The Imperial County DA, George Marquez, Takes Firm Stand Against Increasing DUI Incidents


Imperial County District Attorney George Marquez announced a new crackdown on cases involving people who drive under the influence of alcohol or drugs, which are on the rise in Imperial County. Also on the rise are the number of DUI-related crashes causing injury or death. To combat this growing trend, DA Marquez has obtained a grant from the California Office of Traffic Safety to support all DUI-related investigations and prosecutions.

In 2021, 597 DUI cases were submitted to the District Attorney’s office. 17 of these cases involved either injury or death. In 2022, 705 DUI cases were submitted, 19 of which involved death or injury, showing a substantial increase.

The $132,000 grant will support prosecutors by providing them with the necessary specialized training to effectively investigate and prosecute DUI cases.

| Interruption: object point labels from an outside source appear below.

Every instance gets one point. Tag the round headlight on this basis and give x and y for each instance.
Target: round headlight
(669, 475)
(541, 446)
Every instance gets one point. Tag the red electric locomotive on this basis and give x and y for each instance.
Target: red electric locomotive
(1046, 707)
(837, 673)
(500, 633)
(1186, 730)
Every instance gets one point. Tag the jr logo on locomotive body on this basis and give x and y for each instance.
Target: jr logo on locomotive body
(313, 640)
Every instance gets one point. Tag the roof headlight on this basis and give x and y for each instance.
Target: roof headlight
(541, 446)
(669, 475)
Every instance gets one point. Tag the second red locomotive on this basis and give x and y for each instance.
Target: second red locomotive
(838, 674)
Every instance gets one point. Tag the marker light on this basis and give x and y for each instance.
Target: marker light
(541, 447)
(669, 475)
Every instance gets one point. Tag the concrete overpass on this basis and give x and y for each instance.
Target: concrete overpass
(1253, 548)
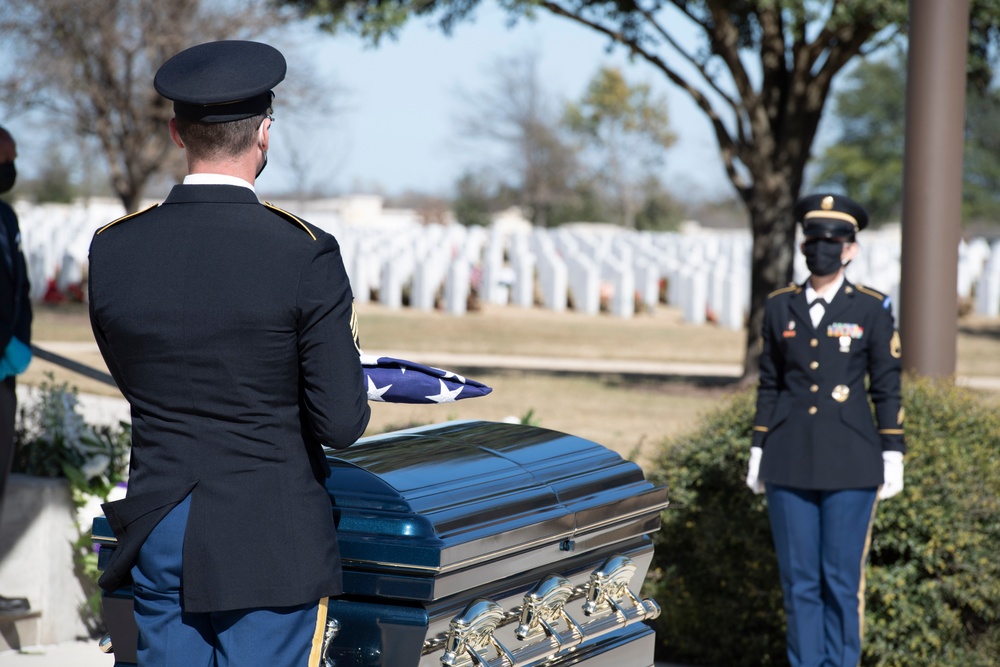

The grant will also support homicide cases where driving under the influence resulted in a fatality.

In support of this initiative, DA Marquez has designated Deputy District Attorney Frederick Pollock to spearhead these cases in coordination with the California Highway Patrol (CHP). DDA Pollock will be receiving specialized training and passing forward his expertise to all local law enforcement agencies on the best practices for investigating DUI-related cases. Investigating DUI crashes, especially fatalities, often involves technical studies of the vehicles through experts in the field of accident reconstruction, and very specific expertise on the correlation between how alcohol and drugs affect the operation of a motor vehicle.

“The state and county incur additional costs to investigate these crimes that are not commonly associated with other types of criminal investigations—such as vehicle impound fees, extensive storage fees, chemical analysis, autopsies, and medical examinations, just to name a few,” said DA Marquez. “With county resources being limited, this grant will alleviate the fiduciary pressure, expedite case filing, and create a more meaningful case for the prosecutors to do their job in court.”

An upward trend of driving under the influence arrests where individuals have both drugs and alcohol in their systems is expected due to the recent increase of fentanyl usage in Imperial County.

“We are pleased to have a DDA on board who specializes in the nuances of DUI investigations and who can work with investigators to conduct thorough investigations on the scene,” said CHP Captain Brandon Shipwash.

“DUIs historically increase as we enter the holiday season. Using ride-share services, family members, and friends can save lives,” Captain Shipwash continued. “Everyone needs to be responsible and vigilant. Do not let people who have consumed alcohol or drugs operate a vehicle. Period.”

DUIs are usually filed as misdemeanor cases, but that does not mean the crime should be overlooked or understated.

“The reality is that every time someone drives a vehicle impaired, they risk not only their own lives but the lives of every person who has proximity to their vehicle—both driver and pedestrian,” said DA Marquez. “This threat to people’s lives is very real and we intend to hold people accountable for committing this offense.”

Drunk driving statistics in California show 1,069 fatalities from car crashes in 2022. 30% of traffic fatalities in California were due to alcohol-related road accidents. Around 29 people die daily due to drunk driving incidents across the United States, according to the Centers for Disease Control. Annually, more than 10,000 people suffer from alcohol-impaired deaths.

Driving with a Blood Alcohol Concentration (BAC) of 0.08% or higher is illegal in California. This is because vision impairments can begin with a BAC as low as .02. When caught driving under the influence, your vehicle is subject to impoundment for up to 30 days; driving privileges may be suspended for up to 1 year; first driver’s license issuance could take up to 1 year; a fine of up to $1,000.